Mills, now 57, went on to star as twins in the box-office smash "The Parent Trap" and in the film adaptation of her mother Mary Hayley Bell's book "Whistle Down the Wind" in 1961; "In Search of the Castaways" in 1962; "Summer Magic" in 1963; "The Chalk Garden" and "The Moon-Spinners" in 1964; and "That Darn Cat" in 1965. In 1966, at 20, Mills played more grown-up roles in "The Trouble With Angels" and "The Family Way." She then fell in love with her director on the latter film, Boultin, who was 32 years her senior, and they lived in England.
In the '70s and '80s, Mills made a couple of dozen less well-known feature and TV films; did several American TV guest appearances on shows like "The Love Boat" and "Murder She Wrote"; and then reprised her twin roles as adults in three Disney TV sequels to "The Parent Trap."
For many years, though, theater has been Mills' main acting outlet, including a 1997-98 American stage debut touring as Anna in the musical "The King and I" and a less-than-successful off-Broadway debut in "Noel Coward's Suite in Two Keys" in 2000. This fall, following her Cape appearance, Mills is scheduled to tour the United Kingdom for three months in Charlotte Jones' comedy "humble boy."

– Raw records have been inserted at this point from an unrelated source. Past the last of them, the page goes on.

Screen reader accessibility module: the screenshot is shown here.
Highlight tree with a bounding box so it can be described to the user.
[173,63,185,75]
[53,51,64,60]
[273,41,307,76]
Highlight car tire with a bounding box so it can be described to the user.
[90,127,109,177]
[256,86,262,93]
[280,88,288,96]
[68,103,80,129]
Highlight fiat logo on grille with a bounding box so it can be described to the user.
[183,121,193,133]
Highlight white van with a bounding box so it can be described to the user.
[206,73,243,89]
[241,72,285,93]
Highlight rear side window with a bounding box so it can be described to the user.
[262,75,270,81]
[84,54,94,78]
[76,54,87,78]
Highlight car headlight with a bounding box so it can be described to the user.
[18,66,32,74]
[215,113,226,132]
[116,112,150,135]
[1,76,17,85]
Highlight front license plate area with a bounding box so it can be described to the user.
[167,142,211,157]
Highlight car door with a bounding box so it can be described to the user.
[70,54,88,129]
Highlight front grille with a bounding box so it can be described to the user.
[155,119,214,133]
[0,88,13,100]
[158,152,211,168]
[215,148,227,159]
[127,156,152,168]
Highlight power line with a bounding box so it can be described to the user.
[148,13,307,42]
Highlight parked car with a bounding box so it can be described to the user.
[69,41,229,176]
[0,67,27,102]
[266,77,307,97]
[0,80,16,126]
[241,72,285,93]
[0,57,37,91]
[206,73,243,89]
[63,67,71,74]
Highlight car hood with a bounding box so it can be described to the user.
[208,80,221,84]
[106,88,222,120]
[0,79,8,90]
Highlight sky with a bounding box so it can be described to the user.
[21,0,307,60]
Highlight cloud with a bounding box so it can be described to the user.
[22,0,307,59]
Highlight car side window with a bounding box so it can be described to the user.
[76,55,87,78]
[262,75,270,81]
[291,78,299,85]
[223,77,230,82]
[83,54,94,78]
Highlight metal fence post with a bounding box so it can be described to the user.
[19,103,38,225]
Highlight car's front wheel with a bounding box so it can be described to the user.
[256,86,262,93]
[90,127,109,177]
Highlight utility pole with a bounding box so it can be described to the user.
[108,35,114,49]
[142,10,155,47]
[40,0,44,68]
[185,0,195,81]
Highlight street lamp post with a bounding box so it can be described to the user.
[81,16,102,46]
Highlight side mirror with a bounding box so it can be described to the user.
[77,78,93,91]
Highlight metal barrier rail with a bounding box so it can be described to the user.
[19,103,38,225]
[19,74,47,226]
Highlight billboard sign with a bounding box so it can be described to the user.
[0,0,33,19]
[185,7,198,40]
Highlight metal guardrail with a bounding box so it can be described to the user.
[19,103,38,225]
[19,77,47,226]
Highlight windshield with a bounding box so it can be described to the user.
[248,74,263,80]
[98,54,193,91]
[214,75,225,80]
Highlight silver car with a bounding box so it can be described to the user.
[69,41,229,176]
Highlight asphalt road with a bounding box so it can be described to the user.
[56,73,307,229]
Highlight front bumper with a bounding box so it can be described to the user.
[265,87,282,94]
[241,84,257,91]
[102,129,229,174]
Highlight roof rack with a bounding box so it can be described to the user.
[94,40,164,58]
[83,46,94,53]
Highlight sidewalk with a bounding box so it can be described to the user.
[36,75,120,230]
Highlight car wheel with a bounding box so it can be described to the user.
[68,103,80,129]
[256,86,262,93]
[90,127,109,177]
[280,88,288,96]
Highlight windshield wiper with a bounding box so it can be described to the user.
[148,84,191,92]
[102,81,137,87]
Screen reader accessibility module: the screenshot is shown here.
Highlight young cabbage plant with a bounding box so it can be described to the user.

"There is much less typecasting in the theater. There's a much greater variety, a much wider range of parts and a greater range of ages one can play in the theater," she says. "I've gotten really deeply involved in the theater and it's a wholly satisfying life when you're working - the life and the rehearsals and the whole how it maps out your day and your time. I spent so much of my early working life doing films and television and I'm not hankering to do it again."
"Wait Until Dark," which is directed by John Rubinstein (best known for Broadway and TV acting) and co-stars film actor William Atherton ("The Day of the Locust"), is Mills' debut at Cape Playhouse. She visited here, though, in 1998 to see sister Juliet Mills and her husband Maxwell Caulfield perform in "Dial M for Murder," another Knott thriller.
"I'm so looking forward to working there. It's a great little theater and has so much tradition and history - so many people have worked there," she says. As for the play choice: "There's nothing like a good thriller."
Sister Juliet (now on TV's daytime soap "Passions") has also played the role of Susy Hendrix and helped to prepare Mills for the part. She jokes about following in her sister's footsteps, but notes they don't work together that often.
In the late '70s, they both appeared with their father in a "Love Boat" episode and a few years ago, the sisters co-starred in Noel Coward's "Fallen Angels" for many months in a stage tour of England, Australia and New Zealand.
Co-starring in more plays "is something we always talk about," Mills says. "I'd love to find something else to do with her."
Meanwhile, Mills may be starting a new tradition by introducing Lawson, the third generation of the Mills acting acting family, to American audiences.